InstancedMesh — One Draw Call per Object Type

Rendering 10,000 separate Mesh objects = 10,000 draw calls. InstancedMesh renders all of them in one draw call:

const COUNT = 10_000;
const geo  = new THREE.SphereGeometry(0.1, 8, 8);
const mat  = new THREE.MeshStandardMaterial({ color: 0x2299ff });
const iMesh = new THREE.InstancedMesh(geo, mat, COUNT);
scene.add(iMesh);

const dummy = new THREE.Object3D();
const positions = new Float32Array(COUNT * 3); // x,y,z per instance

// Initialize positions
for (let i = 0; i < COUNT; i++) {
  positions[i*3+0] = (Math.random() - 0.5) * 20;
  positions[i*3+1] = (Math.random() - 0.5) * 20;
  positions[i*3+2] = (Math.random() - 0.5) * 20;
}

function updateInstances() {
  for (let i = 0; i < COUNT; i++) {
    dummy.position.set(positions[i*3], positions[i*3+1], positions[i*3+2]);
    dummy.updateMatrix();
    iMesh.setMatrixAt(i, dummy.matrix);
  }
  iMesh.instanceMatrix.needsUpdate = true; // ← required!
}

Only set needsUpdate = true when the data actually changed. Unnecessary updates cause a CPU→GPU buffer upload every frame.

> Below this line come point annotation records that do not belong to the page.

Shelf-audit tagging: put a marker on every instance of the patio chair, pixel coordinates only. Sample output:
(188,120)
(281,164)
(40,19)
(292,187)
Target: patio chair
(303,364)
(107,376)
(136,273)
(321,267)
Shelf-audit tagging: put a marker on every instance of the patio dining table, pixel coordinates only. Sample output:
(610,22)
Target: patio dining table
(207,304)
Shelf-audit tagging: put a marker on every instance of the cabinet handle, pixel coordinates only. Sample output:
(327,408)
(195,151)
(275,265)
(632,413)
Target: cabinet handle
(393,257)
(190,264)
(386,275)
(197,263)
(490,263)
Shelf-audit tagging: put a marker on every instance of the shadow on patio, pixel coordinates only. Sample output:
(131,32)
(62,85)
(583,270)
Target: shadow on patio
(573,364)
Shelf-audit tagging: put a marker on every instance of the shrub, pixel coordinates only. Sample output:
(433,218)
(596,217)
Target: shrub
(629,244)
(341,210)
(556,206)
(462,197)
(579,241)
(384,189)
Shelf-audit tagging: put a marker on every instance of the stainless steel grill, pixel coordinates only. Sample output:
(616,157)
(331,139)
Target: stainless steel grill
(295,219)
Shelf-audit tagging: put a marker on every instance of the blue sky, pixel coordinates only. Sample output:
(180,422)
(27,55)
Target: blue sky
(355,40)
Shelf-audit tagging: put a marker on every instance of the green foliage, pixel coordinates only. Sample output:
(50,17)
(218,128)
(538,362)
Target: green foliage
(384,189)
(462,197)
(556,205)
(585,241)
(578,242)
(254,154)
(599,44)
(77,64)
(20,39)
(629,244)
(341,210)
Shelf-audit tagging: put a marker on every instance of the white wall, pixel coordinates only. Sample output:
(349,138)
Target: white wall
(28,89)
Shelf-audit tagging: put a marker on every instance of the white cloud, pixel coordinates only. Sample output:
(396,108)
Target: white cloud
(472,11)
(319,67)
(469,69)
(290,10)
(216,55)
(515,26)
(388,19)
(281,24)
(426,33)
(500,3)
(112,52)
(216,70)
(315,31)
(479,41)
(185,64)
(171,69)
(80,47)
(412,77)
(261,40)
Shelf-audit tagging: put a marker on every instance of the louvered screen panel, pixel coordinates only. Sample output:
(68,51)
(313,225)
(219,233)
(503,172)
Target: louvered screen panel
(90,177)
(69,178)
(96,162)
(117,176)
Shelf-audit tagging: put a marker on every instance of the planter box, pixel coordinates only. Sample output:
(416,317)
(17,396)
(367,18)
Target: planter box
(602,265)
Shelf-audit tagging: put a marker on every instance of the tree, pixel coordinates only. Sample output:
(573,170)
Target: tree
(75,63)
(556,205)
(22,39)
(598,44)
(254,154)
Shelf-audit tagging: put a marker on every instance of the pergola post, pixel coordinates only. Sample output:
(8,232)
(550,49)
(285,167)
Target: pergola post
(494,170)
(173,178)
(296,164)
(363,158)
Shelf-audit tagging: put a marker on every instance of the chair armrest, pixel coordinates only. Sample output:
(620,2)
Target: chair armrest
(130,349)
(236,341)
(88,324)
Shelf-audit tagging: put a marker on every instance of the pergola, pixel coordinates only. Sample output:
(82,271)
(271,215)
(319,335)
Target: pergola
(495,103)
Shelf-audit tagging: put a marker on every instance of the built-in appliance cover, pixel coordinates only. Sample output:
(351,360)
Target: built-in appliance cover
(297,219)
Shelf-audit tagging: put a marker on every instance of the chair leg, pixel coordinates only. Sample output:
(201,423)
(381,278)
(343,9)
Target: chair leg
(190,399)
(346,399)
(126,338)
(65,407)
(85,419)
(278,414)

TypedArrays — Eliminate GC Pauses

Regular JavaScript objects ({ x, y, z }) per particle = many heap allocations = GC pauses at the worst moment. Use Float32Array (or Float64Array) instead — the memory is contiguous and never garbage collected:

// ❌ Object array — GC pressure
const particles = Array.from({ length: 10000 }, () => ({
  x: Math.random(), y: Math.random(), z: Math.random(),
  vx: 0, vy: 0, vz: 0,
}));

// ✅ TypedArray SoA (Structure of Arrays) — no GC, cache-friendly
const N = 10_000;
const px = new Float32Array(N), py = new Float32Array(N), pz = new Float32Array(N);
const vx = new Float32Array(N), vy = new Float32Array(N), vz = new Float32Array(N);

// Physics update — no object allocation
for (let i = 0; i < N; i++) {
  vx[i] += 0; // gravity, forces...
  vy[i] -= 9.8 * dt;
  px[i] += vx[i] * dt;
  py[i] += vy[i] * dt;
  pz[i] += vz[i] * dt;
}

SoA (Structure of Arrays) is more cache-friendly than AoS (Array of Structures) because the loop processes one property of all particles at a time, which matches how CPU cache lines work.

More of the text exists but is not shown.